Belki size saçma gelecek ama birbirimizi ilk gördüğümüz günü anlatmıştım, ondan sonraki ilk buluşmamızda biraz konuştuktan sonra bir ara göz göze gelmiştik ve daha ne olduğunu anlamadan ikimizde sebepsiz yere birden ağlamaya başlamıştık, hem de ne ağlama sanki hiç bitmeyecek gibiydi göz yaşlarımız, işte o günden sonra bir daha biri birimizin yüzüne uzun süre bakamadık, hatta çoğu zaman sırtlarımız birbirimize dönük otururduk, bir gören olsa bize gülerdi herhalde, ama elimizde değildi ki bakamıyorduk işte, ama ne olursa olsun çok mutluyduk, artık ne güneşin doğuşunun, ne çiçeklerin kokusunun, nede kuşların aşk şarkılarının farkındaydık, biz birbirimizde kaybolmuştuk.

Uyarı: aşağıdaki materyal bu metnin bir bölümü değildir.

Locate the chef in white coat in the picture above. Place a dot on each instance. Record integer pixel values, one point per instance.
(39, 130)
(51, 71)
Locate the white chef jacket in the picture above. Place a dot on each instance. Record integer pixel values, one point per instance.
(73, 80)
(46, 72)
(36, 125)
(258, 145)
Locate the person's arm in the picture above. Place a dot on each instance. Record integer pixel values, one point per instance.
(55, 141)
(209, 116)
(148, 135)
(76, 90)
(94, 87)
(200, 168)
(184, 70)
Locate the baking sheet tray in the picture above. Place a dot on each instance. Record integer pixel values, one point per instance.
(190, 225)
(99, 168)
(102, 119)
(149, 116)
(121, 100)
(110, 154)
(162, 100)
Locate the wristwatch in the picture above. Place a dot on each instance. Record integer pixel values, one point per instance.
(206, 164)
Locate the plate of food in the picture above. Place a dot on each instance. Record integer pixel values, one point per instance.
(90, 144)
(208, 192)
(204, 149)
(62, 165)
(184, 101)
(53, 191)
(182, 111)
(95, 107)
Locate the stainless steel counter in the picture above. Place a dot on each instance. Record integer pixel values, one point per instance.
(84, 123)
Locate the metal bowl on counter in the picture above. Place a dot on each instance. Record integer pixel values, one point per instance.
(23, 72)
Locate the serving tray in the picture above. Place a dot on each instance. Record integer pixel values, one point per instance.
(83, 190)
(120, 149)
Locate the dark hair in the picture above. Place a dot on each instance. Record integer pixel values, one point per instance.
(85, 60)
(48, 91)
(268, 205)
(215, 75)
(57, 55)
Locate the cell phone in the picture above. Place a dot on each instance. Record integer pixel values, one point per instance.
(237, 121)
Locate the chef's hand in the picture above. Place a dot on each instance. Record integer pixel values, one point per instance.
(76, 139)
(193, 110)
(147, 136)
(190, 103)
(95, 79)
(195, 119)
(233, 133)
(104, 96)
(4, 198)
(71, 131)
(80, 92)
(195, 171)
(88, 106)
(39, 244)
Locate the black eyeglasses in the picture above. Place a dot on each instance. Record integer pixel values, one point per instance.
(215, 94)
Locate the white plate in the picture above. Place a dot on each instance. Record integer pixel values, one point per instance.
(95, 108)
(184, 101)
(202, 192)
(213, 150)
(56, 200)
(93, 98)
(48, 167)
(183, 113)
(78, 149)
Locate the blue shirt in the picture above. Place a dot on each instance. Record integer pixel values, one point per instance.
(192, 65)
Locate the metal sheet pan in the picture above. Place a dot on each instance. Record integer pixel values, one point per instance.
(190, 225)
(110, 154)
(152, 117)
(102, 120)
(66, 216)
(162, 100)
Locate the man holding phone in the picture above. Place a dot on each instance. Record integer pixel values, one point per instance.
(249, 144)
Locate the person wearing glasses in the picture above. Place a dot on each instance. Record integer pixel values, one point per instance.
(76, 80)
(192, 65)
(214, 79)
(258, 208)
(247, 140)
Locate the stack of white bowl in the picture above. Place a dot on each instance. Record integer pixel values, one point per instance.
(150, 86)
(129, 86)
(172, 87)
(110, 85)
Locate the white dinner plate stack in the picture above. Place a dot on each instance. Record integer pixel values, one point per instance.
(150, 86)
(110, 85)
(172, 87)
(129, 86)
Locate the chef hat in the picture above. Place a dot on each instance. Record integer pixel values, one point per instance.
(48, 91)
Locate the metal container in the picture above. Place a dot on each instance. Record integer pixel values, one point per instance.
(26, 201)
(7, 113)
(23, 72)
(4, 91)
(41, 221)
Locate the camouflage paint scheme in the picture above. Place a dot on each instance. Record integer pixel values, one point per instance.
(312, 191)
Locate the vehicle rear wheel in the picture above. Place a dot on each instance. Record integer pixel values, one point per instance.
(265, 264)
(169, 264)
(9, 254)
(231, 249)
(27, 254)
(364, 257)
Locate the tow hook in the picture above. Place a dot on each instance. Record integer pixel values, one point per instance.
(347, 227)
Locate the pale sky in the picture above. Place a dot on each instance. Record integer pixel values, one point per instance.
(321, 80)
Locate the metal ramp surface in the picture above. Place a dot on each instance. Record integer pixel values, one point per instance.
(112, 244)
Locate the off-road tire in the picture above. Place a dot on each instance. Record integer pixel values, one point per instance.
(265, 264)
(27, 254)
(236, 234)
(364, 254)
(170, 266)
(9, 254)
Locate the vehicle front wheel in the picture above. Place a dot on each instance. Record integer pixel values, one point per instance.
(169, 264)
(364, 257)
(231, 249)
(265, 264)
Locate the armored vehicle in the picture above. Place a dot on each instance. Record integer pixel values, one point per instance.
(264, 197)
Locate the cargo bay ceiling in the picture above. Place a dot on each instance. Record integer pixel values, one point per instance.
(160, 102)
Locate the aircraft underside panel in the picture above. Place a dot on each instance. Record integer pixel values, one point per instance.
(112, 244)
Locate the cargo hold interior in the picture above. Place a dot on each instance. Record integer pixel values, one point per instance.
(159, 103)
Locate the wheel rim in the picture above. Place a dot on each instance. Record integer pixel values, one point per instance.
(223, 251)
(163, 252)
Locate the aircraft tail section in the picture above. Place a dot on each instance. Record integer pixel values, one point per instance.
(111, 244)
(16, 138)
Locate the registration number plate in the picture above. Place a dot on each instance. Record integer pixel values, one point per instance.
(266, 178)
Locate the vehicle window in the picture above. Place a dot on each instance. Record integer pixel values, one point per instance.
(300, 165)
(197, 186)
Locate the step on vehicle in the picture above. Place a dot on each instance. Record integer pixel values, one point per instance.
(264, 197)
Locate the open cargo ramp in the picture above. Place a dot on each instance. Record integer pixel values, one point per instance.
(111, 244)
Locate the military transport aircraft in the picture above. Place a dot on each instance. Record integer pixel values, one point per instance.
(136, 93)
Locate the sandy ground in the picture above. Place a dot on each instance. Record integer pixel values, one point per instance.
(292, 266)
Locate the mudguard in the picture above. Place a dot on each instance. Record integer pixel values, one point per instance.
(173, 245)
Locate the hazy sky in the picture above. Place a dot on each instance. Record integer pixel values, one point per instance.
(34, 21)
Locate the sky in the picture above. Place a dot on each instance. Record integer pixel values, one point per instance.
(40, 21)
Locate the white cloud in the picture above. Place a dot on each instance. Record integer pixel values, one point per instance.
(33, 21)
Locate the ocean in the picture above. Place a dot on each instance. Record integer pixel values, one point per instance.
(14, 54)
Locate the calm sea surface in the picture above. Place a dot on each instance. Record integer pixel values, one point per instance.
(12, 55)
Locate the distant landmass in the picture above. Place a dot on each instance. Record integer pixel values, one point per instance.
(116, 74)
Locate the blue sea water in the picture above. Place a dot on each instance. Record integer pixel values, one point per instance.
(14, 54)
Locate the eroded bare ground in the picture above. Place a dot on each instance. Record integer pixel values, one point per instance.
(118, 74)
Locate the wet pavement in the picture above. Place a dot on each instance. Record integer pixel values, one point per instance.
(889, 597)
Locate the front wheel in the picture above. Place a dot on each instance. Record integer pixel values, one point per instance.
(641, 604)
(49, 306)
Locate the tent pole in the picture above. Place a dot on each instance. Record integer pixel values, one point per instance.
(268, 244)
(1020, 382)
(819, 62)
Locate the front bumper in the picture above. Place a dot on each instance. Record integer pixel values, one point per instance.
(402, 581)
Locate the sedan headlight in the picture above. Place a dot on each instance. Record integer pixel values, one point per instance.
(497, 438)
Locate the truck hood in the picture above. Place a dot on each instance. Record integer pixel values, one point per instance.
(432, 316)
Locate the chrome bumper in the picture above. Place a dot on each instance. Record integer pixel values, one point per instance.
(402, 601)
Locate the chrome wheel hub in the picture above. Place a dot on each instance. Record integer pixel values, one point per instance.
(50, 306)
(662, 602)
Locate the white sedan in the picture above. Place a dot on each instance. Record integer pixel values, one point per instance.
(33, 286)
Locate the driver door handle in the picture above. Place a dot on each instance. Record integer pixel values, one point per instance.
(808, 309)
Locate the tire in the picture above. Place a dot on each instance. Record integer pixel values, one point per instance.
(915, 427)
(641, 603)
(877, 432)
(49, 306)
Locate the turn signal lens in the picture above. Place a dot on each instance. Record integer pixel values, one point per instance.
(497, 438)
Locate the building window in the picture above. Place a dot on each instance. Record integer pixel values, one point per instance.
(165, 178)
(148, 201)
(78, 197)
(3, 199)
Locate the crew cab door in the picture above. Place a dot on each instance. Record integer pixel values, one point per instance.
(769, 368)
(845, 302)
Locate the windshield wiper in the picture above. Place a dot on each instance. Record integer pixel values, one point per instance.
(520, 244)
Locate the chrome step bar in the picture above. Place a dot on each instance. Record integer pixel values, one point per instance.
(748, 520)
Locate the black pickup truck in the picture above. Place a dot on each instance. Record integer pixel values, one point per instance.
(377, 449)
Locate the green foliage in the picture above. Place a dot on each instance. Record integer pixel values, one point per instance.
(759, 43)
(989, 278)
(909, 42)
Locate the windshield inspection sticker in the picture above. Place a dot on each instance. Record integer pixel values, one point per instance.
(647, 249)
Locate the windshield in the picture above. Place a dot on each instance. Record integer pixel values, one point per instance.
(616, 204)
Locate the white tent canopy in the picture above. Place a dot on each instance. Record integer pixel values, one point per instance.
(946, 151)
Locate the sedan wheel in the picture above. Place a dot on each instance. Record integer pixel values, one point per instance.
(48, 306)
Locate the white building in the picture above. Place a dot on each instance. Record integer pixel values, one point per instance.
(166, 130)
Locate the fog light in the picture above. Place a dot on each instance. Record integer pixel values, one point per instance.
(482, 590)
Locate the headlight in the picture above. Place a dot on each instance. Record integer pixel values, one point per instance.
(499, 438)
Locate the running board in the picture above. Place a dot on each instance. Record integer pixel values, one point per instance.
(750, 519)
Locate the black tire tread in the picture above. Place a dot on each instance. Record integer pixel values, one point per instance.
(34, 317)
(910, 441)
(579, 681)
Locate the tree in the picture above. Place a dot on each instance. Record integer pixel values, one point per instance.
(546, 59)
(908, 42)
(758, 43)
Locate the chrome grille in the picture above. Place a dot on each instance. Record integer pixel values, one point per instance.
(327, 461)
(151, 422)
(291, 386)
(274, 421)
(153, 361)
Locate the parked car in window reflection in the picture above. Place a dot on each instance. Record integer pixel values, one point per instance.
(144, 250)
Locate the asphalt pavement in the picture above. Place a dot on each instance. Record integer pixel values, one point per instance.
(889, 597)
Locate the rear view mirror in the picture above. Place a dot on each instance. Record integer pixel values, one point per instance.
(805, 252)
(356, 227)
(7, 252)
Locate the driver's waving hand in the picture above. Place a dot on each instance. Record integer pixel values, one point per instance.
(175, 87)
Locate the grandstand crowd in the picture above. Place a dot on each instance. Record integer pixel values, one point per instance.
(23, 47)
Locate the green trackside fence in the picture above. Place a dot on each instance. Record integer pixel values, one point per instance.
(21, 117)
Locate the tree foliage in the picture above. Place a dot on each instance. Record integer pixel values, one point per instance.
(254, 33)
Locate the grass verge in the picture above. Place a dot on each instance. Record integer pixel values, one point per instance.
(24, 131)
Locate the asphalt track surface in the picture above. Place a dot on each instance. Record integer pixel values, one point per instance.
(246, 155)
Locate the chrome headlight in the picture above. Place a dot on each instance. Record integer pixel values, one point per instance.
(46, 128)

Taki bir akşam bizim evin zili uzun uzun çalana kadar, kapıyı annem açtı, gelen onun teyzesinin kızıydı, anneme bir şeyler söyledi, annemde hemen babamla bir şeyler konuşup, bana da sen evden ayrılma biz hemen geliyoruz diyerek aceleyle çıktılar, bende hemen arkalarından çıktım, hava kararmıştı, beni görmesinler diye onları uzaktan takip ettim, biraz gittikten sonra bizim evin biraz ilerisinde bir market vardı, orada bir kalabalık gördüm, oraya gidiyorlardı, biraz daha yaklaşınca babam koşmaya başladı, yerde yatan biri vardı, bende biraz daha yaklaştım, babam yerde yatan kişiyi kucağına almıştı, bir kaç adım daha yaklaştım ve kalbime binlerce ok birden saplandı sanki yerde yatan benim Meleğimdi, oda beni gördü, eliyle bana gelme diye işaret yaptı ve bana bir şeyler söylemek için ağzını açtığında, ağzından kan boşaldığını gördüm, yanına gittim, o güzel başını babamın kucağından kendi kucağıma aldım, hafifçe gülümsedi ve bak dedi ne yapmışsın yeni gömleğine, onun kanına bulanmış gömleğimi göstererek, iki hafta önce doğum günümde o almış tı..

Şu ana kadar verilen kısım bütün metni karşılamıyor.